Somebody, he didn’t see the person, but believes it was a resident in the neighbourhood, had slashed his nose with broken glass from a bottle. He woke up in a pool of blood.
“I can’t sleep at night any more,” said Generoso, 23, who has been homeless since his grandfather, who was raising him, died five years ago. “To many people, we are rats, garbage or whatever thing.”
“That is the reality and now there are many more homeless in the streets,” he added.
A year after Rio de Janeiro hosted the Olympic Games, a grinding economic crisis has led to an influx of thousands of homeless people, creating a climate of tension that city officials are scrambling to address.
Warm temperatures and kilometres of beaches have long made Brazil’s most famous city a place with a large street population. But city officials say it’s more than tripled in the last few years to an estimated 15,000 people.
Today’s homeless in Rio include thousands who came from other states for work before the 2014 World Cup and 2016 Rio Olympics and subsequently lost their jobs.
“Rio de Janeiro is facing the worst possible scenario when it comes to the homeless,” said Pedro Fernandes, the city’s secretary of social assistance and human rights. “We have never had such a large number in the streets.”
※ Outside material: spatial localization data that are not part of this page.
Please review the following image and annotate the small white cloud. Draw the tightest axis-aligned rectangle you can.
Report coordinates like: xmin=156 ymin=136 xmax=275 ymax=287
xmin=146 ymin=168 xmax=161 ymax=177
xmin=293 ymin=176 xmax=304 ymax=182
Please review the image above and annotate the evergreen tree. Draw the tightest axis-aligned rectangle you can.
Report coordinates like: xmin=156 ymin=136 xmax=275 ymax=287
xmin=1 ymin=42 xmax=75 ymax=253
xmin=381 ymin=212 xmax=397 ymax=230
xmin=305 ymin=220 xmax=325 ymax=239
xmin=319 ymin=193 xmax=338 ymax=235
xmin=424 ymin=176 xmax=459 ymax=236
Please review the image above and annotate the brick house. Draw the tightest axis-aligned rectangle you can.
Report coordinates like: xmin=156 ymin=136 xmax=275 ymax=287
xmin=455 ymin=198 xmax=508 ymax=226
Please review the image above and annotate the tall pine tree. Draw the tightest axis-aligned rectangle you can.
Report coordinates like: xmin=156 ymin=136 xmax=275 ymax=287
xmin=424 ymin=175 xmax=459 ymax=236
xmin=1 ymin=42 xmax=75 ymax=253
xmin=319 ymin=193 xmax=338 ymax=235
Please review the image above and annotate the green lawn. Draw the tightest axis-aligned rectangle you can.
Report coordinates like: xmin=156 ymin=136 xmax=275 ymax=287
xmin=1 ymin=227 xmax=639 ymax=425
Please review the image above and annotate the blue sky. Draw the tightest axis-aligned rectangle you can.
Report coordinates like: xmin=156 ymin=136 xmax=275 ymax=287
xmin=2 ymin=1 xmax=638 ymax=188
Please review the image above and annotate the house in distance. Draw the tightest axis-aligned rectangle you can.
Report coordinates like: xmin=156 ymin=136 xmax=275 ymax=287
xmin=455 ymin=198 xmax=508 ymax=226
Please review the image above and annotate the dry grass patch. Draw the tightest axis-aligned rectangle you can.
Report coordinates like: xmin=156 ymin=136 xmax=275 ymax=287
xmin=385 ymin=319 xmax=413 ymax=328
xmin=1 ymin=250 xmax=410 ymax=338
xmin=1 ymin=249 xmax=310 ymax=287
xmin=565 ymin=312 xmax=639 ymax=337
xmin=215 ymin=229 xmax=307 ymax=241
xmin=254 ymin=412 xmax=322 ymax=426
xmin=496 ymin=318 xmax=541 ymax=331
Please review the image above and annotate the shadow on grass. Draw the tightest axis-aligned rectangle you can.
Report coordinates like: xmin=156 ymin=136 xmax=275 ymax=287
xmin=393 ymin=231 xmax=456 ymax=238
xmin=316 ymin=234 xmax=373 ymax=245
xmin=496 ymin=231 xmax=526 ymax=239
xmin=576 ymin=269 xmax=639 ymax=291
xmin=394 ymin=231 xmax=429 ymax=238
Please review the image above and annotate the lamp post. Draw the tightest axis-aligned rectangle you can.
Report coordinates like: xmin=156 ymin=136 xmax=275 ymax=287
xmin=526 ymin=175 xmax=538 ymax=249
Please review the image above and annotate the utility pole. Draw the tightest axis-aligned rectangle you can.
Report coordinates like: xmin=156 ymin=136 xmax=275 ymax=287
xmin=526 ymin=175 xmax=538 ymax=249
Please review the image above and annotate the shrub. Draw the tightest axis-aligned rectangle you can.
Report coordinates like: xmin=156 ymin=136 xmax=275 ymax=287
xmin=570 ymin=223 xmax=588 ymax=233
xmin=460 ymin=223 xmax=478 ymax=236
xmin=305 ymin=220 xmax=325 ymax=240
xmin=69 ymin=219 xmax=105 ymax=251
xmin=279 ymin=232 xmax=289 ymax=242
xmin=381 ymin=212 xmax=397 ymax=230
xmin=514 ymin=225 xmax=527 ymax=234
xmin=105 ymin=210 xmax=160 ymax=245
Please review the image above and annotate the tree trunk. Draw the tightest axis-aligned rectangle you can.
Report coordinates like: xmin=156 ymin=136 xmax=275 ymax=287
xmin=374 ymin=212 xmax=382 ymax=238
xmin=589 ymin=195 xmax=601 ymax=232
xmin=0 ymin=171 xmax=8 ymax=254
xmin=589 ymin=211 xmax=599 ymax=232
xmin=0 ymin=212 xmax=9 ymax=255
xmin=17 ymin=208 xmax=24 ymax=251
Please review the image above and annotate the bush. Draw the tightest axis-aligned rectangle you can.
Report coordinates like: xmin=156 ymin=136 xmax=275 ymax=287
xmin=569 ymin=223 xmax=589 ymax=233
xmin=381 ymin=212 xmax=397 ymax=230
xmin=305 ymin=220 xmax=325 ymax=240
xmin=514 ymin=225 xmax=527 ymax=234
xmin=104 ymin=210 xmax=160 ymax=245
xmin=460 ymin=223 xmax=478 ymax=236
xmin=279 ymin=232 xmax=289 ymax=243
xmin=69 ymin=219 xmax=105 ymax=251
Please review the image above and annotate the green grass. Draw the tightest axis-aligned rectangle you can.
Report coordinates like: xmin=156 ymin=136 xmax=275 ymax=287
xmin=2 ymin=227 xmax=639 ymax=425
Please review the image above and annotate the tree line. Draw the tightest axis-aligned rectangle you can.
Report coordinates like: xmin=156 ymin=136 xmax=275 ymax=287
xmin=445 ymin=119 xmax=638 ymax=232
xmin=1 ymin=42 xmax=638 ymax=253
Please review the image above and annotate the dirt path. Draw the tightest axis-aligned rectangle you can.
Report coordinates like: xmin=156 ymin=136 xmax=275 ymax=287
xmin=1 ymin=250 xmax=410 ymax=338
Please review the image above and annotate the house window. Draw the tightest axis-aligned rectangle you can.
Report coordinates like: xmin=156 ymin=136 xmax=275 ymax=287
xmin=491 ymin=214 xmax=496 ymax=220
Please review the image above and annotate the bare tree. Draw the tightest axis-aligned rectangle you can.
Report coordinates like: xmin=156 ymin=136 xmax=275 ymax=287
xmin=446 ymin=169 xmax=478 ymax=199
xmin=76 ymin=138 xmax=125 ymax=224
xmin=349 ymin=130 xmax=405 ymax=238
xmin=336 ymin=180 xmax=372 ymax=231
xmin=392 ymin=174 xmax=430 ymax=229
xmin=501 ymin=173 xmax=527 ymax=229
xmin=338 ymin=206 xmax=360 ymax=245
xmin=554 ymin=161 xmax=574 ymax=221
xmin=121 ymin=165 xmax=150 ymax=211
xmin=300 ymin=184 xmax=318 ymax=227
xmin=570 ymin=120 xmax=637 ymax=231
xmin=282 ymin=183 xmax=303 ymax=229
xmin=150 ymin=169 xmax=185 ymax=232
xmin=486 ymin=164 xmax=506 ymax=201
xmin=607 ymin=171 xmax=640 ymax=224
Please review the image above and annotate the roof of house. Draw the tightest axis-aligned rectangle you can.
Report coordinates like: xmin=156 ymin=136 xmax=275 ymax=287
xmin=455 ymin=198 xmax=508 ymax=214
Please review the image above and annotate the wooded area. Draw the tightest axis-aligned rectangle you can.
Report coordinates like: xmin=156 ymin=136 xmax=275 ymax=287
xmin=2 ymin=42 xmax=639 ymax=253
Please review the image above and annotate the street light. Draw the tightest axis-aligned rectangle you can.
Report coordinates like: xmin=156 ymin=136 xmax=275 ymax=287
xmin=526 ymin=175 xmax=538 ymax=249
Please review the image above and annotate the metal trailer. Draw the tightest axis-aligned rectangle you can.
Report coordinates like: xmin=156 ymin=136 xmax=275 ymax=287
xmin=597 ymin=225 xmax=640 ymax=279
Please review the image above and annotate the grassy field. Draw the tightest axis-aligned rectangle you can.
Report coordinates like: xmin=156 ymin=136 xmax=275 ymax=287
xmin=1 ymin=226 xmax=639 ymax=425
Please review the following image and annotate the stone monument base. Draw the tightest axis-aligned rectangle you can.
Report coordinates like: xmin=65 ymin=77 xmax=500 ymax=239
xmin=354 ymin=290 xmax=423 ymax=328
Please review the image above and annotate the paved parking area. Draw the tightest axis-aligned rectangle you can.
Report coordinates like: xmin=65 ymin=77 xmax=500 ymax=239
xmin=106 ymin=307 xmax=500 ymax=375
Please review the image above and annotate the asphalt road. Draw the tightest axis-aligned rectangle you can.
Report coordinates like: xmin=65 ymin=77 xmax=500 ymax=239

The city has launched an initiative to spruce up shelters and persuade more homeless people to use them. Many shun shelters because they often have strict rules and, by the city’s own acknowledgement, have fallen into disrepair, with infestations of bugs and filthy bathrooms.
“You may go into a shelter healthy, but then how will you come out?” said Nancy Gouveia, a 49-year-old who has been on the streets three years.